We are no longer supporting this header file, but we'll give code a
chance to transition off of it.
Also added some other deprecation warnings to other header files that
are themselves deprecated but only issued warnings if you used something
in it.
These new features to VTK-m lists allow you to compute a single value
from a list. `ListReduce` allows you to compute a value based on a
predicate. `ListAll` and `ListAny` use this feature to determine if all
or any of a list of `true_type` or `false_type` objects are true.
Previously, if you called `Get` on a `Variant` with a type that is not
in the list of types supported by the `Variant`, that would attempt to
look up the type at index `-1` and could spin the compiler into an
endless loop.
Instead, check for the case where you are attempting to get a type from
the `Variant` not listed in its templat arguments. In this case, instead
of producing a compiler error, produce a runtime error.

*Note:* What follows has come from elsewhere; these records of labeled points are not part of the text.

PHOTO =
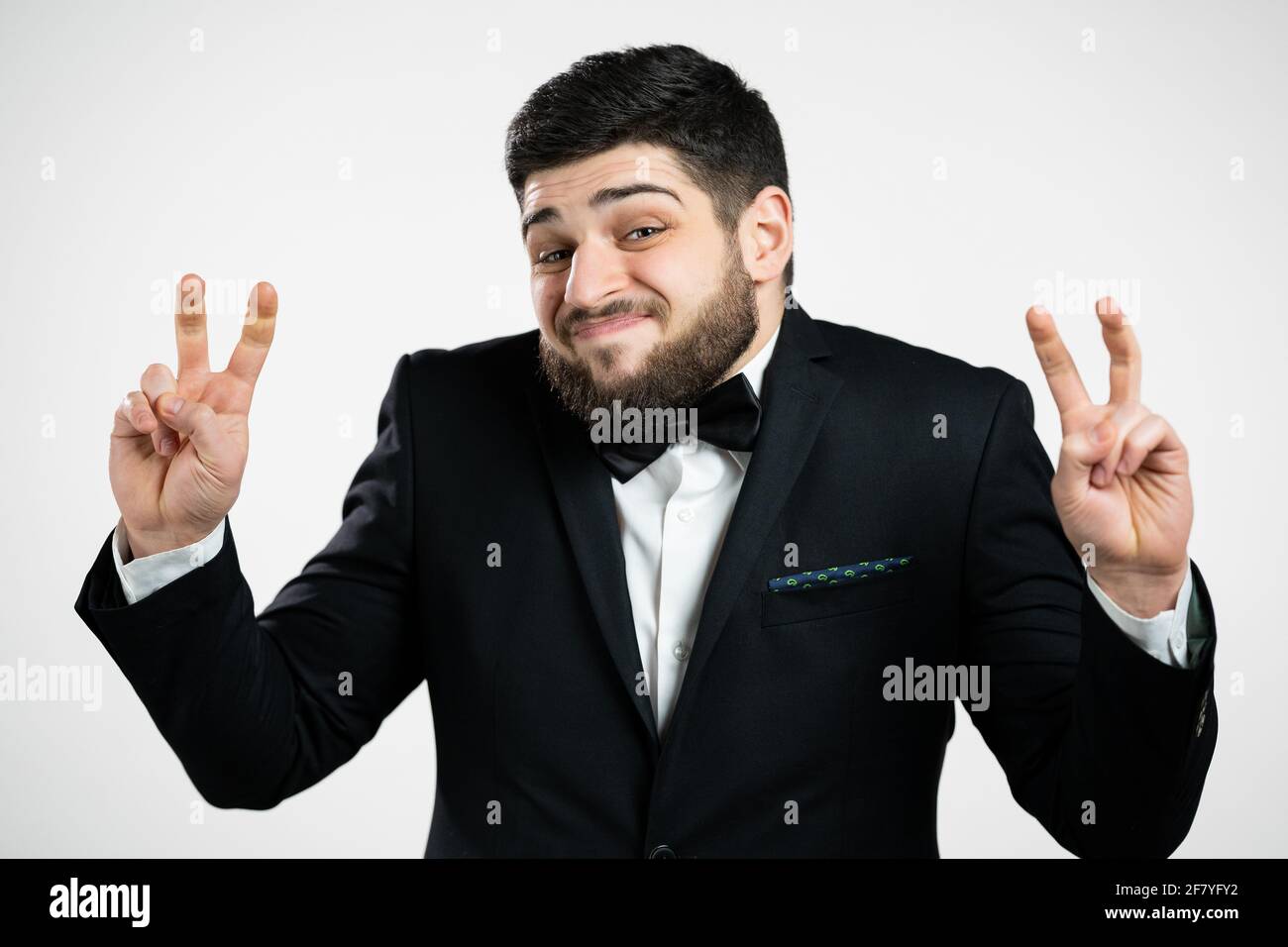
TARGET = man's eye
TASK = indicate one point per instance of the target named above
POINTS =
(645, 228)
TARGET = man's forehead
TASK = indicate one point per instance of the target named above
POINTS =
(574, 183)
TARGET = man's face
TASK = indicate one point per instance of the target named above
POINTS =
(639, 292)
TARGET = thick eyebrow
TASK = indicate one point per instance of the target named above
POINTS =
(600, 197)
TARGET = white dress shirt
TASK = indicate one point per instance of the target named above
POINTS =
(673, 517)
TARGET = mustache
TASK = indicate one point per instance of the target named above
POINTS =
(578, 317)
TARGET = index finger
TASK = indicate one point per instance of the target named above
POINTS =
(1057, 365)
(1124, 352)
(248, 359)
(189, 325)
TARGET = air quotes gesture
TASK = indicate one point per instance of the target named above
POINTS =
(179, 445)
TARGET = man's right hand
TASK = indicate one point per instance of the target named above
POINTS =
(179, 445)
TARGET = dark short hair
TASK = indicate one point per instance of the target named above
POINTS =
(670, 95)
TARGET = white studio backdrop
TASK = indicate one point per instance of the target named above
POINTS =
(949, 165)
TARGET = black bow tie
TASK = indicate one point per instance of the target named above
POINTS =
(726, 416)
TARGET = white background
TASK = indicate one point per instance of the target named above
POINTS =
(947, 161)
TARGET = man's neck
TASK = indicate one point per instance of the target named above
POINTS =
(771, 317)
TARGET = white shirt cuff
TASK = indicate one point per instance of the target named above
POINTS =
(1164, 635)
(141, 578)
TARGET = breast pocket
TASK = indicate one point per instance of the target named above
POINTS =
(831, 600)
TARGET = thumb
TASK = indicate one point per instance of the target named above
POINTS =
(198, 423)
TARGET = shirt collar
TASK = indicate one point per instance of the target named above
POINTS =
(755, 369)
(755, 372)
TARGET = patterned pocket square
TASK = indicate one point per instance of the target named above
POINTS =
(841, 575)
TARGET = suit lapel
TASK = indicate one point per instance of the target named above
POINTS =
(798, 394)
(584, 489)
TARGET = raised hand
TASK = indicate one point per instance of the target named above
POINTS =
(1122, 482)
(179, 445)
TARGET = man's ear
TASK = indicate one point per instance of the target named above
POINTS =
(767, 235)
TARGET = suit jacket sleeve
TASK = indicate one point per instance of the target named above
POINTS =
(262, 707)
(1104, 745)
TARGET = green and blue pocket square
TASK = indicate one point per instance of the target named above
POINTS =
(868, 571)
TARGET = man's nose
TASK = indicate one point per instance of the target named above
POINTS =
(595, 272)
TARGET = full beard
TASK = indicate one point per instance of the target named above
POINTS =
(677, 372)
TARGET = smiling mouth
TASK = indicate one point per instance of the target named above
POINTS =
(613, 324)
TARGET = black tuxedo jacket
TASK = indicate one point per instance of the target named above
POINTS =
(782, 741)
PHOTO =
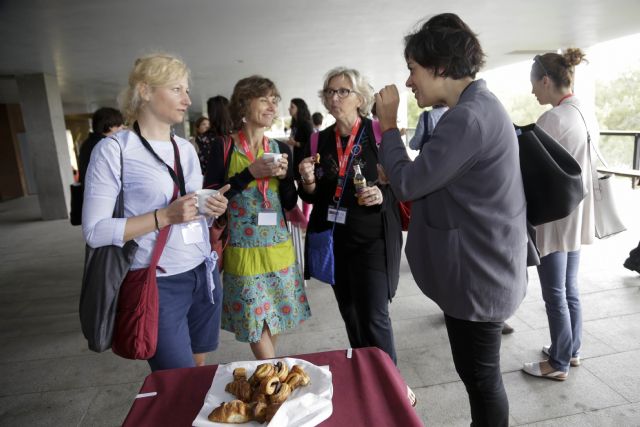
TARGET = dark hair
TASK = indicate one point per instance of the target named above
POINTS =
(246, 90)
(219, 118)
(559, 68)
(303, 114)
(446, 45)
(317, 118)
(105, 118)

Although this
increases the possibility that a bad compile path is being generated, it
simplifies creating templated code that produces cases we don't care
about.
Deprecate `VirtualObjectHandle` and all other classes that are used to
implement objects with virtual methods in the execution environment.

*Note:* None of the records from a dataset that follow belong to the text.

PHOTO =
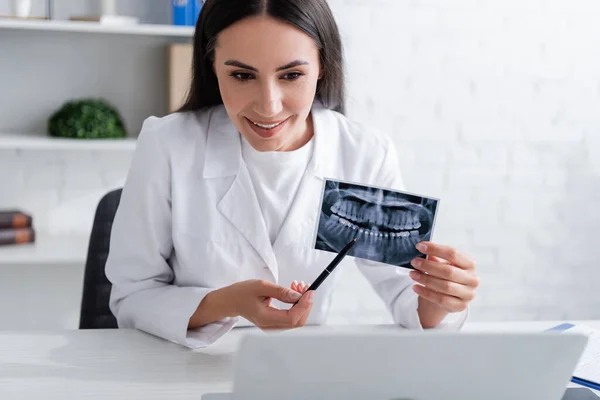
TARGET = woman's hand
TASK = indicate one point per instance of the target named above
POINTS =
(299, 287)
(252, 300)
(447, 278)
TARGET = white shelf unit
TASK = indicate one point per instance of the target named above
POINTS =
(96, 27)
(47, 249)
(29, 141)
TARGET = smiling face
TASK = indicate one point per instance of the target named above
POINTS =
(267, 72)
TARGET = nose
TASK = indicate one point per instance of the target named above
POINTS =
(269, 101)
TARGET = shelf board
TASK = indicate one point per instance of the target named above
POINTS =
(30, 141)
(47, 249)
(96, 27)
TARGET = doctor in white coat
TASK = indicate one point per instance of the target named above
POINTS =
(217, 217)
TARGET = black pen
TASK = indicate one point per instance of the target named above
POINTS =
(327, 271)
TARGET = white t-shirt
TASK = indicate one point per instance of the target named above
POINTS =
(276, 176)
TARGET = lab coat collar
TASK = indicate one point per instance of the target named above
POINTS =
(223, 155)
(223, 158)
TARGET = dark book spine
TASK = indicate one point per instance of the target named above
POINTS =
(16, 236)
(14, 220)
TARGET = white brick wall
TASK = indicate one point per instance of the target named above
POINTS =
(493, 107)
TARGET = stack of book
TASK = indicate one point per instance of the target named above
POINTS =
(16, 227)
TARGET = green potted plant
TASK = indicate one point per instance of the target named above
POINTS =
(87, 119)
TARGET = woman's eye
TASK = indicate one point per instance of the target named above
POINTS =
(242, 76)
(292, 76)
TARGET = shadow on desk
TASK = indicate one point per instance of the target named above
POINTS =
(118, 355)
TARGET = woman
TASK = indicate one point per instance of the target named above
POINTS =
(218, 211)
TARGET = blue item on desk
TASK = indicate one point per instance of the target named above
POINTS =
(579, 381)
(579, 394)
(183, 12)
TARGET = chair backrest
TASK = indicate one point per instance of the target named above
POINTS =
(95, 312)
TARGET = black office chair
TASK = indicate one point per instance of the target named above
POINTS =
(95, 312)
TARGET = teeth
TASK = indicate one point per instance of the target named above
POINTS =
(266, 126)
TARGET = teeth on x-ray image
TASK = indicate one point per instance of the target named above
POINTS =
(387, 223)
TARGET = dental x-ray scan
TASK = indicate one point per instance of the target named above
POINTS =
(386, 223)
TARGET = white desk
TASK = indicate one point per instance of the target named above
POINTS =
(126, 364)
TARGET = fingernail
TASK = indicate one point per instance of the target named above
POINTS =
(416, 262)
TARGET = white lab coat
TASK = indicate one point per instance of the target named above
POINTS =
(189, 222)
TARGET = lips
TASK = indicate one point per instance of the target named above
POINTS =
(267, 130)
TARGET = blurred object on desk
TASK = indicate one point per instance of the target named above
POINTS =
(16, 227)
(14, 219)
(87, 118)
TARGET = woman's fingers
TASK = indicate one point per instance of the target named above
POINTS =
(449, 303)
(294, 317)
(442, 286)
(448, 253)
(445, 271)
(299, 287)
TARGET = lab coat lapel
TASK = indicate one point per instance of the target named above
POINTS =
(223, 158)
(301, 221)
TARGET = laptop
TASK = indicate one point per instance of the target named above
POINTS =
(395, 364)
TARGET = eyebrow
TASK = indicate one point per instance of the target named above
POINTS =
(240, 64)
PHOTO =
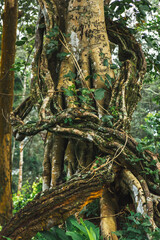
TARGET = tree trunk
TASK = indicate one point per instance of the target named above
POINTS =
(6, 101)
(21, 147)
(53, 207)
(86, 108)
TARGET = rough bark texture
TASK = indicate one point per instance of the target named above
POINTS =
(6, 100)
(56, 205)
(72, 60)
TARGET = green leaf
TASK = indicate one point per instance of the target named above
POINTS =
(62, 55)
(113, 66)
(74, 235)
(68, 92)
(88, 77)
(70, 75)
(20, 43)
(99, 93)
(105, 62)
(106, 118)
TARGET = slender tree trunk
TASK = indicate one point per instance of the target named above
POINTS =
(86, 132)
(6, 101)
(21, 146)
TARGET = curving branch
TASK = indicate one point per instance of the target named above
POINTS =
(54, 206)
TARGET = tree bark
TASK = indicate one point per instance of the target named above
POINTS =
(6, 100)
(53, 207)
(73, 60)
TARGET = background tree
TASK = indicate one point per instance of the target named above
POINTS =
(6, 101)
(92, 100)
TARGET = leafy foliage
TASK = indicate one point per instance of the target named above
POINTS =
(84, 230)
(137, 227)
(27, 194)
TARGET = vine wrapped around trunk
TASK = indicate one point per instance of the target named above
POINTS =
(86, 109)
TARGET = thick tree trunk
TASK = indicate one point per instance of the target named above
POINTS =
(53, 207)
(72, 61)
(6, 100)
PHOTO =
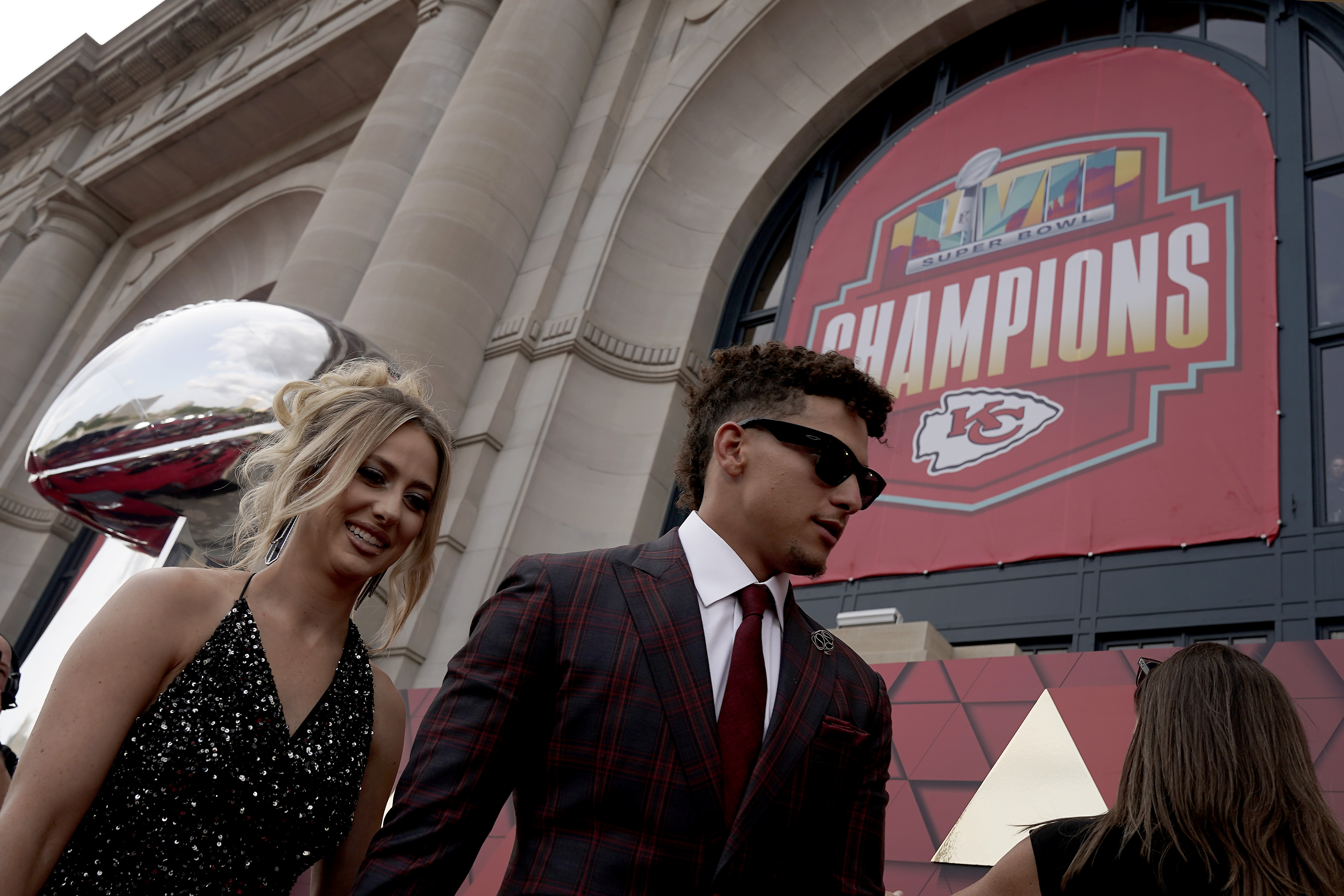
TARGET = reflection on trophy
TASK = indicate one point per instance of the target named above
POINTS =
(144, 441)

Additionally, the code is updated so that if the
`VTKm_NO_DEPRECATED_VIRTUAL` flag is set none of the code is compiled at
all. This opens us up to opportunities that do not work with virtual
methods such as backends that do not support virtual methods and dynamic
libraries for CUDA.
For some reason some versions of the CUDA compiler would return true for
`is_trivially_copyable` on a `VariantUnion` even when the types of the
union caused the copy constructor to get deleted.
Solve the problem by using `AllTriviallyCopyable` instead of directly
caling `is_trivially_copyable` on the union.
Nvcc was having troubles resolving the return type of the overloaded
function to get a value out of a `VariantUnion`. Replace the
implementation with a class with specializations. This is more verbose,
but easier on the compiler.
Create a `VaraintUnion` that is an actual C++ `union` to store the data
in a `Variant`.
You may be asking yourself, why not just use an `std::aligned_union`
rather than a real union type? That was our first implementation, but
the problem is that the `std::aligned_union` reference needs to be
recast to the actual type. Typically you would do that with
`reinterpret_cast`. However, doing that leads to undefined behavior. The
C++ compiler assumes that 2 pointers of different types point to
different memory (even if it is clear that they are set to the same
address). That means optimizers can remove code because it "knows" that
data in one type cannot affect data in another type. To safely change
the type of an `std::aligned_union`, you really have to do an
`std::memcpy`. This is problematic for types that cannot be trivially
copied. Another problem is that we found that device compilers do not
optimize the memcpy as well as most CPU compilers. Likely, memcpy is
used much less frequently on GPU devices.
I have run into strange problems with reference types sneaking into
templates. Reference types can cause weird errors when passing things
across hosts and devices, and it's best not to let them sneak into an
object like Varient where they become more difficult to check for.